I am nearing the end of my journey. I can feel it. That buzzing in my head is stronger than ever. Buzzing in my head. Buzzing in the speakers is a sign that the system has not been grounded properly.

A little after midnight, I ring Danny’s doorbell.

“I’m coming,” the intercom crackles. Danny opens the door wearing a robe and white tube socks bunched up at his ankles and sagging in front, a couple of sizes too big. The loose socks with the dirty heels lead me up a flight of squeaky, wooden stairs. No woman should ever have to see a man in such socks, it’s disgusting. On the second floor, one of the apartments has no door — it’s just missing. The smell of marijuana, loud Indian disco music, and the voices of about fifty shouting people come from the inside. “We can join them later, if you want.” We climb up to his apartment. It’s the size of my garage in California. Loud Miles Davis blares from the speakers. “I’ll turn it down. I just can’t stand that shit they play down there. I don’t even know how they listen to it.”
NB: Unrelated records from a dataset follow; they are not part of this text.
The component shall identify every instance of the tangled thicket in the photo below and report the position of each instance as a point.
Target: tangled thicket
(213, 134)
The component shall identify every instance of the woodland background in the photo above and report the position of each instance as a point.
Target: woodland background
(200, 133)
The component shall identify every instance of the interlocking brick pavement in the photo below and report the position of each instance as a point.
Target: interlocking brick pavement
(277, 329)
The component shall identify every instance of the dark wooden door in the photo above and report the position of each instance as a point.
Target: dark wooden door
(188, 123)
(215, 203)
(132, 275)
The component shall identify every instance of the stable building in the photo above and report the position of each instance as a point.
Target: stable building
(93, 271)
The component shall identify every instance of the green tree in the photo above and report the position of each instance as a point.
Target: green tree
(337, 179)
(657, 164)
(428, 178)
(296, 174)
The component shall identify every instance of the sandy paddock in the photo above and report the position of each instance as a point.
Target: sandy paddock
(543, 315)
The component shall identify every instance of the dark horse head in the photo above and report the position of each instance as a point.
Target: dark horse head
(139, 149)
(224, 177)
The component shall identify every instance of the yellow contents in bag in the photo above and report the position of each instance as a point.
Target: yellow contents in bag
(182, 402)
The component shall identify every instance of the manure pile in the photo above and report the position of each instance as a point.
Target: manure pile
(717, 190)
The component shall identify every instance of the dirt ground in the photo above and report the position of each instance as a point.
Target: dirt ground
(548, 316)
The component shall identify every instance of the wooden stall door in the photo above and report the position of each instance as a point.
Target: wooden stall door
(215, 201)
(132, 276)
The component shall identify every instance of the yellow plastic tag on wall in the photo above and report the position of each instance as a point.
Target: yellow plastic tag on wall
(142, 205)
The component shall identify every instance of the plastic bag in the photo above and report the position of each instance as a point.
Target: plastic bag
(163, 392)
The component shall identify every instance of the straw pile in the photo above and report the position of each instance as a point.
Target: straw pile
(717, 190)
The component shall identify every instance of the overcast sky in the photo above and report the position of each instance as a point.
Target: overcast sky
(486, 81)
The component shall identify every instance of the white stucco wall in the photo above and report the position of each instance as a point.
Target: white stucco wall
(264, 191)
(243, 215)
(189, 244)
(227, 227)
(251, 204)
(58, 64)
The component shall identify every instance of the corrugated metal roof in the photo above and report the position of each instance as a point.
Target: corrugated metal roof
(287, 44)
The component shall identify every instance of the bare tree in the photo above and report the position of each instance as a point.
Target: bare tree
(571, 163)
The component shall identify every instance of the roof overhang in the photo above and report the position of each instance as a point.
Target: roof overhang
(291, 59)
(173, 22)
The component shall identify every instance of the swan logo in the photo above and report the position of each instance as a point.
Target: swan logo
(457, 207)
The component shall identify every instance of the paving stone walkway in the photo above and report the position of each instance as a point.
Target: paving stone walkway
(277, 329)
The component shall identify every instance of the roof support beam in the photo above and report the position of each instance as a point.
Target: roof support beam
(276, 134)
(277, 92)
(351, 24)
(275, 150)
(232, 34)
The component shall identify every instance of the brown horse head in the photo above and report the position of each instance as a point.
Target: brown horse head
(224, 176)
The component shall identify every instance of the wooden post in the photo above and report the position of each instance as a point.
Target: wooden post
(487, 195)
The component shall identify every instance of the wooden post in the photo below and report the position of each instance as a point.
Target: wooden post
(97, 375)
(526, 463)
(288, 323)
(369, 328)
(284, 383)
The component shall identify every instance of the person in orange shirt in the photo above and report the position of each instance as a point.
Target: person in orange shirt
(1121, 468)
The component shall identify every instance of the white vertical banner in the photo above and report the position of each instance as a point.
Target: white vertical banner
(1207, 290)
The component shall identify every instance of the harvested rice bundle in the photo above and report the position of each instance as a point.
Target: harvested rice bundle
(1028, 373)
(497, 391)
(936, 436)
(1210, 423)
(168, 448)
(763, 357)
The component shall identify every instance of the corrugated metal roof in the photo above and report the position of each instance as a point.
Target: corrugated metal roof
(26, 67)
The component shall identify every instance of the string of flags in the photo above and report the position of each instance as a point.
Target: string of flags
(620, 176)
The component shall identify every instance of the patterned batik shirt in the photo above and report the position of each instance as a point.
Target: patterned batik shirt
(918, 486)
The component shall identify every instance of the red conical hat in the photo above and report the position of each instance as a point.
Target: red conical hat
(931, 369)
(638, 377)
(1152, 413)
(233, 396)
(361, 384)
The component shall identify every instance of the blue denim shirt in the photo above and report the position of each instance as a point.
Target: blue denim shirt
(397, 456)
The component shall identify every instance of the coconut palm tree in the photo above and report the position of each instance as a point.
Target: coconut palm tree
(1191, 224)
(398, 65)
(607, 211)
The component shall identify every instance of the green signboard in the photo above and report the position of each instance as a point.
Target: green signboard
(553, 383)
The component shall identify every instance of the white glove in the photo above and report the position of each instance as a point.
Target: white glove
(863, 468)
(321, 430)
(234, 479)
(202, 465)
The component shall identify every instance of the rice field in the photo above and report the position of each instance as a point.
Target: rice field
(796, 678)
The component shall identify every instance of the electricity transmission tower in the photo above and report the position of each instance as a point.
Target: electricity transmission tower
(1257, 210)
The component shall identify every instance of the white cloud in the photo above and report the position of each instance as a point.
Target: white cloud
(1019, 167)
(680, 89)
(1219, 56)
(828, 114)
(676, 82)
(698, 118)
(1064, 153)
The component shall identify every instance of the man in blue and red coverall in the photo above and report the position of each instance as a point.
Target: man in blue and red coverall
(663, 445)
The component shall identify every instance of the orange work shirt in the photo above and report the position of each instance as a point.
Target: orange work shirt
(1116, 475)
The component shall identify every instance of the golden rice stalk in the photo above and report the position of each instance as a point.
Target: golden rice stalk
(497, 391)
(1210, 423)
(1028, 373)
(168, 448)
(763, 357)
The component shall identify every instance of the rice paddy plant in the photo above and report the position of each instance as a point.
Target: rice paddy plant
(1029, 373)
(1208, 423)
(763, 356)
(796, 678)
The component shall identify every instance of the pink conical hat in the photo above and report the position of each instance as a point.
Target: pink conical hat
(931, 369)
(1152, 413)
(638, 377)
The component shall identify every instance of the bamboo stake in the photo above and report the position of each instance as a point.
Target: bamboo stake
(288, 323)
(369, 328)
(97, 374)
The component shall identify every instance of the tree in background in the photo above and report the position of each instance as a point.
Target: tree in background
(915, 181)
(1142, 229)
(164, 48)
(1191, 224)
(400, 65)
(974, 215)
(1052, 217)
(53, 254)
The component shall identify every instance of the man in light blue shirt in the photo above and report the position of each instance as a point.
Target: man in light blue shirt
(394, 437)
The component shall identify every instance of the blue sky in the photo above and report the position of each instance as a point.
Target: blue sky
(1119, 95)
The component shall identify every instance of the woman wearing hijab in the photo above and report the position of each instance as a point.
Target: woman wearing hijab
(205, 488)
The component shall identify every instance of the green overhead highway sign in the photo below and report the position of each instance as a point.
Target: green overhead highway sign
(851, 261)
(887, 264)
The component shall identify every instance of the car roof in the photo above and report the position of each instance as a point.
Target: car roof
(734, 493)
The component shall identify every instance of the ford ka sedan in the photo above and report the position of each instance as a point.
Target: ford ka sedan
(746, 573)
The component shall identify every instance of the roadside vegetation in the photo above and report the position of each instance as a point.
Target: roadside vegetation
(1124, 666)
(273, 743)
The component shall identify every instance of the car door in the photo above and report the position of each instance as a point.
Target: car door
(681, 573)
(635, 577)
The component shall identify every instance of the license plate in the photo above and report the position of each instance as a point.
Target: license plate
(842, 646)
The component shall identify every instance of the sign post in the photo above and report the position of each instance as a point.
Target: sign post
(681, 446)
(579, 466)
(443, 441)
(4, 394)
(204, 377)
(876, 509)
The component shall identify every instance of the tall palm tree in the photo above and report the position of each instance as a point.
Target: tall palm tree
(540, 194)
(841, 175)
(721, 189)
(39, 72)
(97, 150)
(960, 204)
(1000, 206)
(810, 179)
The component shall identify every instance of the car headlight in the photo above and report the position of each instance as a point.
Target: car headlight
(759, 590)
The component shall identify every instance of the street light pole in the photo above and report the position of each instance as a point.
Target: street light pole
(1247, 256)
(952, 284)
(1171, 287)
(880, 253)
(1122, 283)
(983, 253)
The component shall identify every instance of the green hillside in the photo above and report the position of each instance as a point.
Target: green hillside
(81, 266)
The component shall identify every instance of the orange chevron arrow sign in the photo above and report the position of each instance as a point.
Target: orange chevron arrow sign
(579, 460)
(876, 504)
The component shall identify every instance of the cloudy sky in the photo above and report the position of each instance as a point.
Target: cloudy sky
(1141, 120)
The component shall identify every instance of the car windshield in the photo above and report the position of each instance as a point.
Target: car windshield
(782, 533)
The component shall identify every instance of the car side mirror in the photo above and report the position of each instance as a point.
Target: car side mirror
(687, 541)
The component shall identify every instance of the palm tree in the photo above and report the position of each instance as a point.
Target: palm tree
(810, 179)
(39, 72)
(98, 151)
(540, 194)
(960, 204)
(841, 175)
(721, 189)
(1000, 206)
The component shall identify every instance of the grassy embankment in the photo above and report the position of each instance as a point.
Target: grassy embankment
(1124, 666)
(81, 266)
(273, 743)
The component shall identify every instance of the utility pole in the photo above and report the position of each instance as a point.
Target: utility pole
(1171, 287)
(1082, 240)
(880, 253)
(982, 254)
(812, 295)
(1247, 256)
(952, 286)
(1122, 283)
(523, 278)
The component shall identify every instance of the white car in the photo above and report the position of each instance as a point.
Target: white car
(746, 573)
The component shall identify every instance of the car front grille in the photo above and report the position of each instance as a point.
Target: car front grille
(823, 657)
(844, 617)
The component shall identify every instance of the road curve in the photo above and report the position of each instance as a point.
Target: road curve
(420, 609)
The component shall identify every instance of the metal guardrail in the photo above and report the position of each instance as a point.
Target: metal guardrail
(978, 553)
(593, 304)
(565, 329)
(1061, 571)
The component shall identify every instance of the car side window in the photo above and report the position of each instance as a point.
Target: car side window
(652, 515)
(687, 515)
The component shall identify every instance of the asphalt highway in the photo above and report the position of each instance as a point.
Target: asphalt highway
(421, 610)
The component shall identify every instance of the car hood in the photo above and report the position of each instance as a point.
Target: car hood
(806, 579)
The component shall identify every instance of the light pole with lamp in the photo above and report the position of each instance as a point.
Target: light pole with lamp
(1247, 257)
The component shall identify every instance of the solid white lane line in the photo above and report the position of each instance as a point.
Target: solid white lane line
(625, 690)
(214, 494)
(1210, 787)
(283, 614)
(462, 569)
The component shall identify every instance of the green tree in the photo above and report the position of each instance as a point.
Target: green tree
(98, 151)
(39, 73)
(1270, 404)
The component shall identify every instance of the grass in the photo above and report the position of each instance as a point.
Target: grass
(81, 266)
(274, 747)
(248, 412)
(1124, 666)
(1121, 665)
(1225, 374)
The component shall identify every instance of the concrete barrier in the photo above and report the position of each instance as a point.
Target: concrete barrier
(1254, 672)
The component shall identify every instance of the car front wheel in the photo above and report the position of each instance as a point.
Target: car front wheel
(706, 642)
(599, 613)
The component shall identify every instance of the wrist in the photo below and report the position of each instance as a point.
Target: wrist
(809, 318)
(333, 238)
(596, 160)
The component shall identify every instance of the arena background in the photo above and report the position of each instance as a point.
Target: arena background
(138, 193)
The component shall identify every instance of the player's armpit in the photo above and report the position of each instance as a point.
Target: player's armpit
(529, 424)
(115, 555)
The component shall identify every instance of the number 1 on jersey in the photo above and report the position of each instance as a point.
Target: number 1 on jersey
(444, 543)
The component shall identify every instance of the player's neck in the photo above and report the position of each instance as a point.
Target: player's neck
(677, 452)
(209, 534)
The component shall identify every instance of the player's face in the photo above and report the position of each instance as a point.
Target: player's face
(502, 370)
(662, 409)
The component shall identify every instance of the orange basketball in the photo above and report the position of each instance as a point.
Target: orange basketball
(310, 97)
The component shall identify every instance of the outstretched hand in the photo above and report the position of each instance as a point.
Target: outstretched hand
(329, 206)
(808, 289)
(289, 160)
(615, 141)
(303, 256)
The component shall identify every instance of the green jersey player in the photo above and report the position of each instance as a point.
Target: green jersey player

A red paper lantern decorated with dragons from a Chinese restaurant has somehow been attached to the naked light bulb. The walls are painted yellow. Every inch is filled with books, movie posters, CDs, vinyl, tapes, paintings in different stages of development, photographs, newspaper cut-outs, and magazines. In the corner, there’s an amplifier and a guitar. Half of the wall is dedicated to small digital tapes labeled in Danny’s beautiful handwriting. “You’ll sleep here and I’ll sleep over there on that mattress.” I sit down. “What do you want to drink?” I lie down on the mattress, spread my arms, and look at the red dragons around the light bulb.

*

I had gotten up earlier than she did and was sipping coffee from a big yellow mug. The telephone rang. I turned down the TV and picked up. Jane. We exchanged words about Stella’s invitation to the Biennial. Stella appeared on the stairs, rubbing her eyes sleepily, wearing black cat slippers and a worn-out Fruit of the Loom shirt of mine covered in holes from countless washes.

Jane, Jane, how lucky was I supposed to be if Stella was getting out of the same bed I had slept in just moments ago?

Jane understood Stella, and Stella understood Jane. They talked about the theme of the Biennial— Author-Time —about Stella’s choice of medium, about the other participants — Kate Mason, Sarah Morris, Lou Meyer, Julian Hope, Malcolm Sype, Mary Heilman (unquestionably the star of the Biennial), Jim Dein, Robert Fox, Pyotr Oblonski (the new Russian prodigy), Bernard Foucault (who already lived in New York), Yasuma Morimura, and many others whom I hadn’t heard of. Stella would be one of the newest names there. I sat on the sofa with that stupid yellow cup in my hand. Between the muted CNN screen and me, the black cat slippers paced back and forth. Above them were the long, beautiful legs, covered with eternal blue bruises, the torn T-shirt which hardly covered her slowly freezing nakedness, the hand that scratched the knee, the other hand that held the receiver of the old black telephone.